You can't convert a string to an integer, and that's what you try to do when you type:
spaced only takes one argument, 's', and you pass in a string, then try to convert it to an integer. I think what you want is probably
But really, you don't even need that. Since strings are iterable, you can just loop over it like:
And if the index within s for each char is helpful/easier, enumerate() will do that for you:
Just so you know, you don't actually need a for loop at all. Since strings are iterable and 'join()' takes an iterable as an argument, you can replace almost all of your code with this:
That looks odd if you haven't done much with Python before.
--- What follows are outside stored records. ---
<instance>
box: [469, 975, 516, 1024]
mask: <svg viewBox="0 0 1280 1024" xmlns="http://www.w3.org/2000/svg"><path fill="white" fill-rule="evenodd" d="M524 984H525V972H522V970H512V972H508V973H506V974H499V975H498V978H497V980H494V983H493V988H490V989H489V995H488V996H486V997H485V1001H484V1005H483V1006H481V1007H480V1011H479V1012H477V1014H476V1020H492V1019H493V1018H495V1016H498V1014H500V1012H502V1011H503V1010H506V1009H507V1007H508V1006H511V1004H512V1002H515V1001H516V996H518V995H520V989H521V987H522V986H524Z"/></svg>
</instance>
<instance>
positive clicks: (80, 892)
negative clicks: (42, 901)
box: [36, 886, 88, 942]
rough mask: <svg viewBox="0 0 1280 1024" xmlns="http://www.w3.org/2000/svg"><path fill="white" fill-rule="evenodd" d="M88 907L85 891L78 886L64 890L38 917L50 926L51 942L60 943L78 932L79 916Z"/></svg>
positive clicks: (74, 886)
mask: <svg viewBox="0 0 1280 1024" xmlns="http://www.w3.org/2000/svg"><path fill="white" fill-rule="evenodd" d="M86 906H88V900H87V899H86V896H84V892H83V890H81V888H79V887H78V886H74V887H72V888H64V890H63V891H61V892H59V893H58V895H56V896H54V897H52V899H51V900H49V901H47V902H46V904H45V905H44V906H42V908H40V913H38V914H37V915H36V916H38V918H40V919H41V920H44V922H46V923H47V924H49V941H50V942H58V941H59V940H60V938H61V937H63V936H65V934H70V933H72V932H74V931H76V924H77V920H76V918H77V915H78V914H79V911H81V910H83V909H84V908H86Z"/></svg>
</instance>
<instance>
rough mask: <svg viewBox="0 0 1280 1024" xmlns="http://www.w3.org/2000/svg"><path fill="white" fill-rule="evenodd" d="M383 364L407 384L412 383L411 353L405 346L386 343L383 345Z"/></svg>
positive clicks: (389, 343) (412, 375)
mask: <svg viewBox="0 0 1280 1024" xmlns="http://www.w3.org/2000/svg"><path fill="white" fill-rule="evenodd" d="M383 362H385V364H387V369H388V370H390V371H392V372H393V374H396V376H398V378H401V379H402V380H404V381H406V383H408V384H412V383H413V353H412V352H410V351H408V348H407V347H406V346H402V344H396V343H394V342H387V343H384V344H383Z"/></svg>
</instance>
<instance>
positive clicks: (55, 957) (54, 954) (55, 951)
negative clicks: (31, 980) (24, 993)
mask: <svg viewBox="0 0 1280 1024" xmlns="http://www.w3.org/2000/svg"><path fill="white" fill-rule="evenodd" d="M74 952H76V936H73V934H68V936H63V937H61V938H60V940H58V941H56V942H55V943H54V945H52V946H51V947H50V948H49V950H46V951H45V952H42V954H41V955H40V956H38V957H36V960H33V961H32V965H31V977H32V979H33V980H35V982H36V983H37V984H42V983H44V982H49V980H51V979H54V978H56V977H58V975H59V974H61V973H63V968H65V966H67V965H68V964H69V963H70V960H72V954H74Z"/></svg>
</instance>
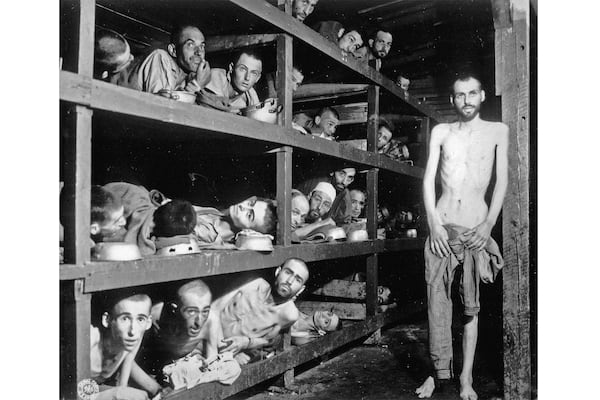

I've created a string ' ', and join() is a method that all strings have available. Join takes some iterable object (like a list, or even another string) and puts the string that is the object of the join between each element of the iterable. So, in this case, it puts ' ' between each element of the string 's'.
我想我看到了这个问题。
而不是
尝试
i think i see the issue.
instead of
try
您的问题是您正在使用非数字字符串调用
spaced,然后尝试将其转换为整数:如果您想要基于字符串长度的范围,您可以使用类似以下内容的内容:
作为
一些额外的帮助,您可以使用
s[i]来获取i的第i(当然,零是第一个)字符代码>s。此外,您可能希望从一个空字符串开始,然后向其附加单个字符(来自原始字符串和您想要添加的任何空格),以在返回之前逐渐构建它。例如,这个片段复制了每个字符,它们之间用冒号隔开:
缺少为您编写代码(明智地,您决定不要求),这可能是我可以提供的所有帮助(尽管随意询问您的任何问题)想要,我会提供进一步的建议)。
Your problem is that you are calling
spacedwith a non-numeric string and then trying to convert that to an integer:If you want a range based on the length of the string, you can use something like:
as in:
And, as some extra assistance, you would use
s[i]to get thei'th (zero being the first one, of course) character ofs. In addition, you probably want to start with an empty string and then append individual characters to it (from the original string and whatever spaces you want added) to gradually build it up before returning it.For example, this snippet duplicates every character with a colon between them:
Short of writing the code for you (which, intelligently, you decided against asking for), that's probably all the help I can give (though feel free to ask any questions you want and I'll offer further advice).